Company Email Address

Data Type Requirements

  1. Search case-insensitively for company email addresses with the format <mailbox>@example.com.
  2. The length of a mailbox name is between 2 to 64 ASCII alphabets and/or numbers.
  3. Valid email addresses can only start with ASCII alphabets but may contain a combination of alphabets and numbers in the mailbox name.
  4. Email addresses should be bounded only by non-alphanumeric characters.

Company email address example requirements

Go through the detailed steps to build out the custom GLASS data type (recommended), or jump straight to the recommended GLASS solution.

Part 1 - Email Domain

In Part 1, we use the WORD operator to build the expression that will match the domain (@example.com) in a company email address. The NOCASE option is defined as Requirement #1 indicates that the matches are expected to be case-insensitive.

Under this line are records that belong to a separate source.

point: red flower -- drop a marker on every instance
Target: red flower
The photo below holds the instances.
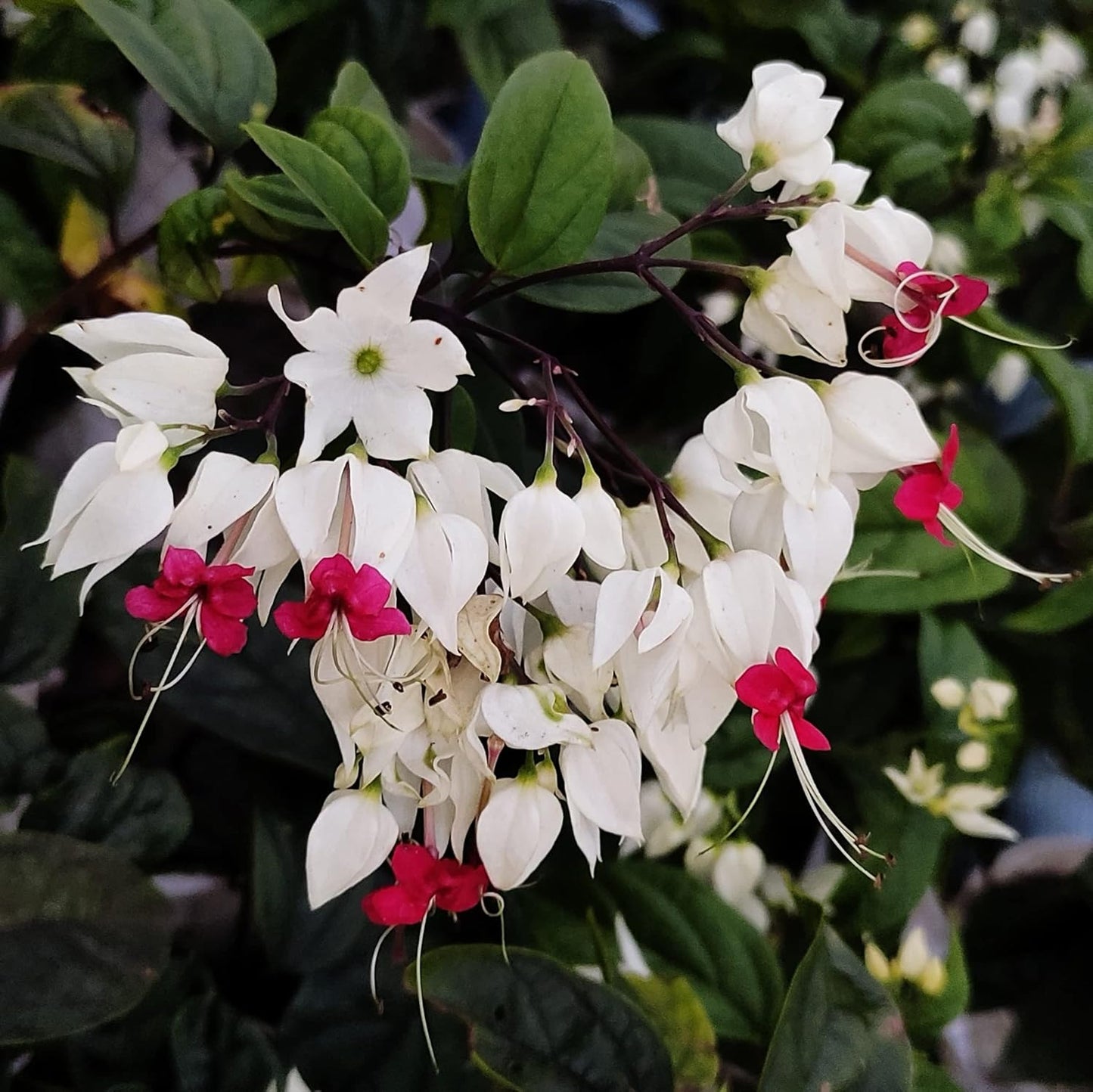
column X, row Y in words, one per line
column 358, row 595
column 931, row 291
column 420, row 879
column 778, row 687
column 929, row 486
column 223, row 597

WORD NOCASE '@example.com'

See WORD for more information.

Part 2 - Mailbox Name

In Part 2, we use the RANGE operator to define the mailbox name which is between 2 to 64 (TIMES 2-64) characters long. As the mailbox name can only contain ASCII alphabets and/or numbers, the preset keyword ALNUM is used.

RANGE ALNUM TIMES 2-64

However seeing as Requirement #3 states that valid email addresses must start with an ASCII alphabet, the GLASS expression is revised to first look for a single ASCII alphabet, followed by 1 to 63 ASCII alphabets and/or numbers.

(RANGE LETTER) THEN (RANGE ALNUM TIMES 1-63)

See RANGE, Preset Keywords, THEN and OR and Grouping Operator for more information.

Part 3 - Joining the Mailbox Name and Email Domain

In Part 3, we join the expressions in Part 2 and Part 1 to define a pattern that searches for the mailbox name, followed by the domain name in a company email address.

(RANGE LETTER) THEN (RANGE ALNUM TIMES 1-63) THEN \
WORD NOCASE '@example.com'

Part 4 - Boundary Rules

In Part 4, we address Requirement #4 by adding boundary rules for the whole expression. Using the BOUND operator, we can reduce the number of potential false positive matches by only reporting email address matches if they are surrounded by non-alphanumeric (NONALNUM) characters.

1
2
3
4
( \
  (RANGE LETTER) THEN (RANGE ALNUM TIMES 1-63) THEN \
  WORD NOCASE '@example.com' \
) BOUND NONALNUM

The outermost parentheses () on Line 1 and Line 4 are added so that the BOUND rule is applied to all expressions within the parentheses (Line 2 and Line 3).

Without the use of the outermost parentheses, the BOUND operator would only apply to the WORD expression that immediately preceded it.

See WORD, RANGE, Preset Keywords, THEN and OR, BOUND, and Grouping Operator for more information.

Match Samples

1
2
3
Employee1,employee1@example.com,Marketing
Customer Support: support@example.com
123@employee.com

Based on the GLASS expression in Part 4 - Boundary Rules, the email addresses underlined in line 1 and line 2 will be returned as match locations by the GLASS pattern matching engine.

The email address in line 3 will not be marked as a match as the mailbox name for valid email addresses cannot start with an ASCII number (1).